A Vida de David Gale, de Alan Parker

The Life Of David Gale, EUA, 2003

Alan Parker é o tipo de cineasta que se equivale a um bêbado na ladeira, quando um filme de sua autoria é submetido à análise crítica. É comum o uso de expressões do tipo "mão pesada" ou "ideologia maniqueísta"nos textos sobre seus filmes. Então, primeiramente, devo dizer que não estou entre os que acham sua obra nociva ou mesmo insignificante, tendo apreciado alguns de seus filmes, com certo entusiasmo para Coração Satânico, Birdy e até mesmo Evita (que muitos não quiseram entender). É um diretor de mão pesada, é fato. Tende a soluções simplistas, para não dizer reducionistas. Mas é bom artesão, quando fatores como roteiro e escolha de atores ajudam, o que não acontece há anos.

No entanto, é necessário dizer que A Vida de David Gale é indefensável. Para começar, é difícil tolerar o maneirismo na introdução dos flashbacks. Como eles acontecem durante todo o filme, ficamos nos perguntando o porquê de tanta afetação. David Gale (vivido por Kevin Spacey) é um professor que está no corredor da morte, condenado por estupro seguido de assassinato, e narra as circunstâncias que o levaram a tal situação a uma jornalista interpretada por Kate Winslet. Esta resolve investigar, com esperanças de anular a sentença. Parker pretende discutir a pena de morte, disfarçando suas ambições pólíticas com um thriller de desenvolvimento desastroso.

Mal atuado, mal decupado e mal encenado, ao filme resta o que poderia ser as entrelinhas, ou seja, demonstrar a fragilidade da ideologia do "olho por olho, dente por dente" fortalecida interna e externamente pelo governo brucutu de George Bush. Mas também nesse quesito Parker faz feio. A martirização de um personagem em favor de uma posição política pré-concebida é quase sempre um recurso dos mais rasteiros, mas aqui toma proporções ofensivas.
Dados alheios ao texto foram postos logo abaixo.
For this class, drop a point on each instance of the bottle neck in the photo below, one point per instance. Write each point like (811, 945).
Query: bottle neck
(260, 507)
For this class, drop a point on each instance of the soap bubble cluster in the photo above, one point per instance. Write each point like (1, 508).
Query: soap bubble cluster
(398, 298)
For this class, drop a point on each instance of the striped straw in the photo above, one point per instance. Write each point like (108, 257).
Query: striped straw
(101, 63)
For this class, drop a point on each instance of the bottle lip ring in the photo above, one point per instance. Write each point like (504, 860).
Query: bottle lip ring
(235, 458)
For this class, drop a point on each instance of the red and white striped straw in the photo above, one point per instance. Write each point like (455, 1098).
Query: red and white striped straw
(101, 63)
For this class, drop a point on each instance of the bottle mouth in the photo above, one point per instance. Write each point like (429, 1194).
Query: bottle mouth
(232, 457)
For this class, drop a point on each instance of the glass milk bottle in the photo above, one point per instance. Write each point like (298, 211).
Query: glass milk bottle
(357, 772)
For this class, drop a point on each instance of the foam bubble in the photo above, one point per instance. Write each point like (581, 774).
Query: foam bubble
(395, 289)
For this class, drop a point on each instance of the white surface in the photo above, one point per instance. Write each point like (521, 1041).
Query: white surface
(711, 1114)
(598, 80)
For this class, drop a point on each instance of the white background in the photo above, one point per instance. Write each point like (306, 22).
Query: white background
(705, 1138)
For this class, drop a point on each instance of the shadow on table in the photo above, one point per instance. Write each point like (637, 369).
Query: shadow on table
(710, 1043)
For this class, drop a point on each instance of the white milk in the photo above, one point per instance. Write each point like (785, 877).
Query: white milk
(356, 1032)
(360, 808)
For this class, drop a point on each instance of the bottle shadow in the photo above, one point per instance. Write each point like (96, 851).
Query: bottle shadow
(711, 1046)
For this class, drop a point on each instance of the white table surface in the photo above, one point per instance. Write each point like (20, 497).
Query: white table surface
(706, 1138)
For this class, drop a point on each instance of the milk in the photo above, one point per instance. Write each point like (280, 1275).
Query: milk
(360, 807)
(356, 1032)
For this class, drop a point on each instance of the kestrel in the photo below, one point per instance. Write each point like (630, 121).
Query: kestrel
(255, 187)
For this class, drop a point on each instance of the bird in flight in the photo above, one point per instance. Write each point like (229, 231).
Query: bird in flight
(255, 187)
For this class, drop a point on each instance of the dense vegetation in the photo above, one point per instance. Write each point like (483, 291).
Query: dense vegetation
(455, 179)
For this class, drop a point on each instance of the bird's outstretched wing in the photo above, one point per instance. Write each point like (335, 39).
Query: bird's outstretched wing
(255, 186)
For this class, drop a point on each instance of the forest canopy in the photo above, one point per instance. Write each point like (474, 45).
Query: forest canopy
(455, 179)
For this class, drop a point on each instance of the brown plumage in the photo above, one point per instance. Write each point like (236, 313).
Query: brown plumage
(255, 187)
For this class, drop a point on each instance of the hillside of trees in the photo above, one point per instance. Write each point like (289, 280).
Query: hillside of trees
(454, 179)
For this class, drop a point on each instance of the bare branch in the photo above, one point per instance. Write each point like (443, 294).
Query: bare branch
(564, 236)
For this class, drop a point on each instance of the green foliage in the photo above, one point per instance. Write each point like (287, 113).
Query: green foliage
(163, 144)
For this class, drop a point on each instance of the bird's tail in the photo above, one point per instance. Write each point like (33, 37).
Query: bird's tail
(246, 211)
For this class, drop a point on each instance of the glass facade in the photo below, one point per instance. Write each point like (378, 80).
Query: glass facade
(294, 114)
A tentativa de choque vira um tiro pela culatra, já que o artifício (o qual não convém revelar aqui) é dos mais repugnantes e sádicos já levados ao cinema.

Quem viu Crime Verdadeiro, o genial filme de Clint Eastwood sobre o mesmo tema, sabe que existe um abismo entre os diretores. Onde Eastwood interroga, Parker arrogantemente responde. O que um filme tem de sutil e humanista, o outro tem de panfletário e falso moralista. Arquivemos A Vida de David Gale, portanto, como um tremendo equívoco, e como um sinal de que a carreira de Alan Parker já não desperta o menor interesse.

Tiro de misericórdia: nada contra a assexualidade do diretor, mas filmar Kate Winslet com pudor de coroinha que filma um padre é um pecado dos mais graves. Menosprezar o apêlo carnal dessa atriz formidável é um fato que leva à constatação de que Alan Parker não tem o menor tesão de filmar.